My first novelette “Late Season Rains”, is now available as an ebook for just $0.99. The cover image will take you to its Amazon page. If you do not have an eReader, eBooks can be stored and read through Amazon’s Cloud on any device from a tablet to a laptop to a smartphone.
After reading please return to the Amazon page to rate it and let me know what you think. I’ve included an excerpt below to get you started.
Excerpt from Late Season Rains;
The last seaward bend in the road showed how close they were. A red Spanish-tiled roof floated above whitewashed walls in the early evening’s distance, obscured by mist spiriting in on the coastal breeze. He looked forward to wandering the house, a chance to prod waning memories after so long but dreaded the business responsible for bringing him back.
The wipers cleared the haze from the windshield revealing the expanse of the great house. Trees surrounded the grounds forever cast in windswept silhouettes. It stood in contrast, a molded, white canvass set within a medium of dark, veridian hues. An isolated, rugged outcrop poised at the edge of the sea. Its solitude unbecoming for some, comforting to others.
Her hand cupped his shoulder, “It’s just like you described it. What an inspiring place to grow up.”
“During summer vacations, at least. Every year for…oh, a dozen years,” then added, ”after they split.”
He was eleven when his parents divorced. It was a sudden shock when he learned of it, learned what it was, a divorce. Dad would be moving away, leaving him, his Mom and brother to themselves on tree-lined Flanders Street in Portland. There wasn’t much of a fight, no drama over who got what, or who. By mutual consent it was decided, “for the best”, the boys would stay with Mom. Dad would go to live in the vacation home. It was his anyways, an inheritance from his parents. Mom had no desire to hold out for any demands on the property. He wasn’t privy to any of this at the time, at that age. He just knew his father was leaving.
He had a rough time of it. His father was the role model for him. Eleven years old, a malleable age. The molding years just before all the changes and confusions, all fast approaching. Those teenage years.
His father did all the traditional dad things. Coached him to swing a bat and hit the ball. “Watch the ball hit the bat. Follow through.” Taught him to throw the perfect spiral in hopes he’d try out for football one day. He didn’t. His father showed him how to get a squirming worm on a hook and on more than one occasion, spent an entire day lounging on a river’s bank in comfortable silence, munching sandwiches instead ofactually catching any fish. At home Dad would always call him in whenever Steve McQueen’s fastback Mustang showed up on TV to chase the bad guys one more time through San Francisco’s rolling streets. It was time spent with Dad.

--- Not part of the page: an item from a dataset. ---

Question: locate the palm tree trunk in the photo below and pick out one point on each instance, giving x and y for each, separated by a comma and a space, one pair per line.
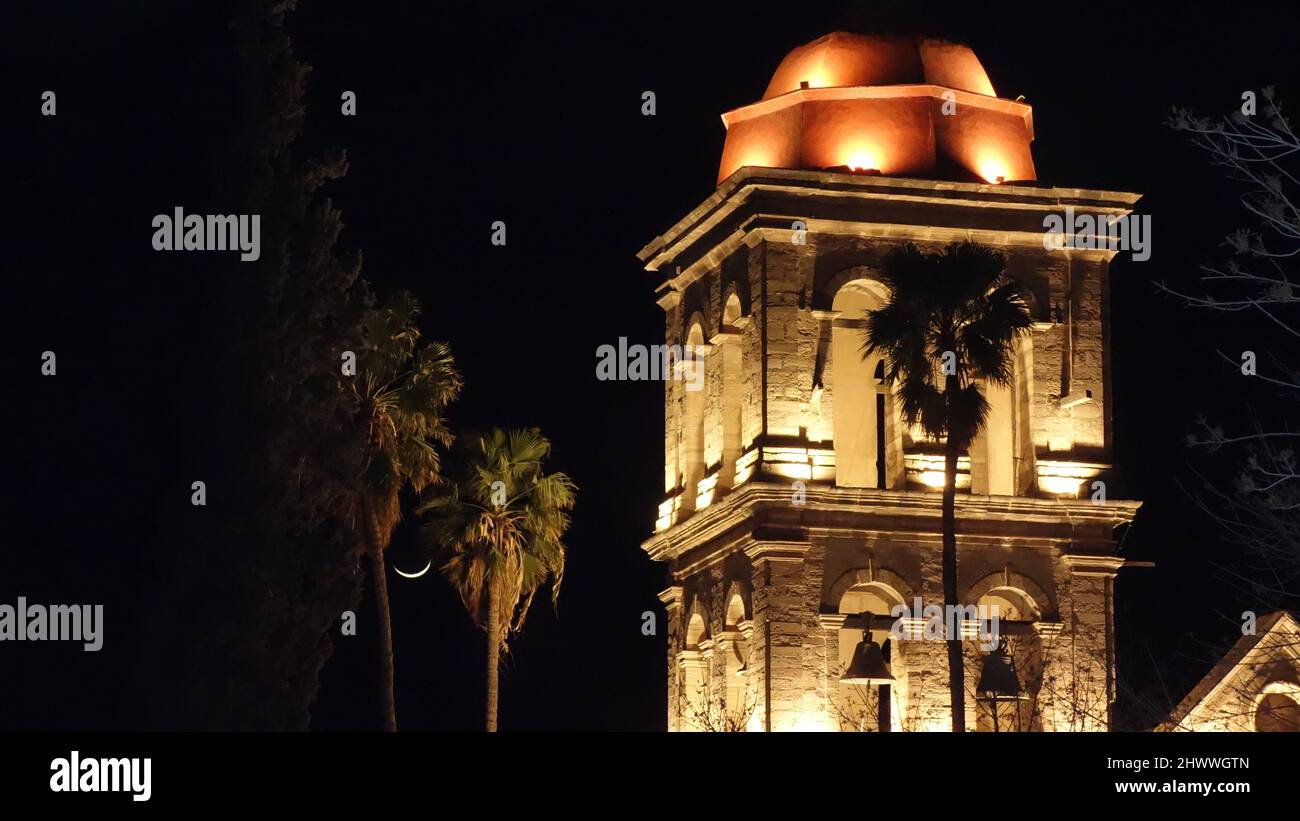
381, 604
493, 652
956, 663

After the divorce that time was truncated into ten weeks a year, and the occasional Christmas. Time became precious and those few weeks each year at Dad’s place were something he looked forward to. Each summer through junior high and high school he’d be there. Even during summer breaks from college he’d make his way to see his father. He sensed at times his father felt he was simply fulfilling an obligation but in his mind the visits were never a burden placed on him.
He cracked the window. The redolent scent of the briny sea and crunch of the gravel drive under tire brought him back to early summer evening arrivals to this place. He let the car roll to a stop near the porticoed front. Detaching himself from the drivers seat, he felt a mask of mist light over his face scented with that particular sour yet comforting seaside tinge and found the concussive rumble of broiling surf none too far away. His eyes fell shut allowing himself a moment to take it all in again after much too long an absence. His lips pulled into a grin.
“I haven’t seen that in a while,” he heard her say. “Nice to see a smile make an appearance”
He exhaled a chuckle and opened his eyes. “It hasn’t been all that long,” he said unsure if he was asking her or reassuring himself.
“Well…” her thought was interrupted by a clangorous groan as the front door lamented yet another effort to open.
He grinned again picturing his dad, head to the floor, butt in the air eyeballing the frame, screwdriver in hand swinging the door with measured precision looking for that one spot where the two surfaces ground against each other. No matter how much he fiddled with it he could never relieve that door of its pains.
A couple stepped out to the edge of the sheltered entry. “We were beginning to wonder if something happened to you,” the man hollered out from under the cover with a half smile. “Your plane landed over three hours ago didn’t it?”
His grin dropped away, “Yeah. Well, we took our time and enjoyed the drive up.” Reaching into the backseat for his bag he continued a little louder, “I didn’t realize we’d be held to a tight schedule.” He met her watchful glance across the car’s roof as she mouthed a subtle, “Be nice.”